DDT、パイルドライバー、パワーボム等の頭部を痛打する技は原則禁止でそれを「マルティネーテ」と呼ばれる。
今回のメインイベントは有り有りルールとの事だそうだ。
チュアム
うーん、スープレックスホールド系は仕掛けた方が痛そう
亜利沙
投げ技一つで大ダメージだね、痛そう
試合は進みサブメインのタッグのベルトが掛かった試合が始まった。
その会場裏で受付終了まじかに一人の男がメインイベントのチャンピオン エル・アステカイザーJr. VS ベテラン悪役のラ・ナチョの1.25対16の賭け率で16に全額ぶっ込む姿があった。
夢か希望か紙くずかは神のみぞ知る
辺りの男達がナチョは無いなぁ、一回も勝って無いんだからな。と言ってるのが聞こえるが男はそのまま姿を消す。
そして、メインイベントが始まろうとしていた。
チャンピオンが羨望のまなざしを一身に受けて大歓声の中リングインする。
そして、けたたましい罵声とブーイングの中、悪役レスラーが入場する。
眩しく輝くチャンピオンベルトとチャンプのマスクを下から見上げるとリングインした。
メインイベントが引退と覆面剥ぎマッチとベルトのかかった試合で、「有り有りのガチンコ」であると説明が入り、両者にマイク紹介が入り花束贈呈が終わる。
どちらも相手に引導を渡そうと目を光らせる。
そしてゴングが鳴る。
二人はリング中央で組み合うかと思わせていきなりナチョのスモールパッケージホールド!いきなり固められたチャンプは予想外の攻撃に驚く・・カウント1、2、・・バン!2.95!!

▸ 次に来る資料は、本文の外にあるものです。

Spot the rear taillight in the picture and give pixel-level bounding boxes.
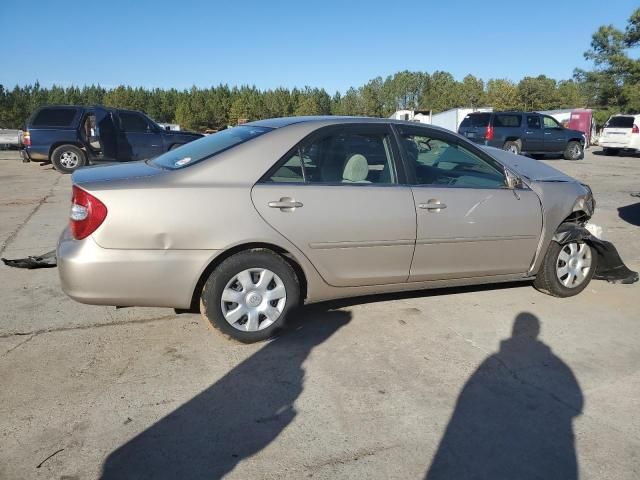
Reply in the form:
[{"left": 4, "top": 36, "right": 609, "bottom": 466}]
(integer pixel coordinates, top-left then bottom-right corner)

いや、タイトルマッチや引退試合で無ければ決まっていた。
ナチョは悪役レスラーならカウント4くらいで無いと3は入らないのは重々承知していたが、惜しかったとマスクの中の目が語る。
ヒールらしく猛抗議をレフェリーにする。
チャンプはその隙を見逃すほど甘く無い
いきなり遊び無しで決めにきたナチョにチャンプの怒りのヘッドロックからのパンチが数発炸裂する。
ナチョもバックドロップかアトミックドロップ、を仕掛けるべくチャンプを持ち上げるが、その瞬間、体をグイッと入れ替えてボディープレスに持っていきそのまま片足を固めてフォールに入る。
カウントは2でナチョが返し、互いに構え合うと会場は大盛り上がりだ。
組合うとナチョが首投げでチャンプを投げると素早くスリーパーホールドを仕掛けるが体位を入れ替えて一本背負いで投げ返す。
長年の硬い地面での戦いの為か受け身が素晴らしく上手い。
投げられても背中や腰からでは無く、足からだったり、バシンと投げられるのでは無くドロリと言った感じの低い投げられ方が身に付いている。
大歓声の中、伝説者達も感嘆するのだった。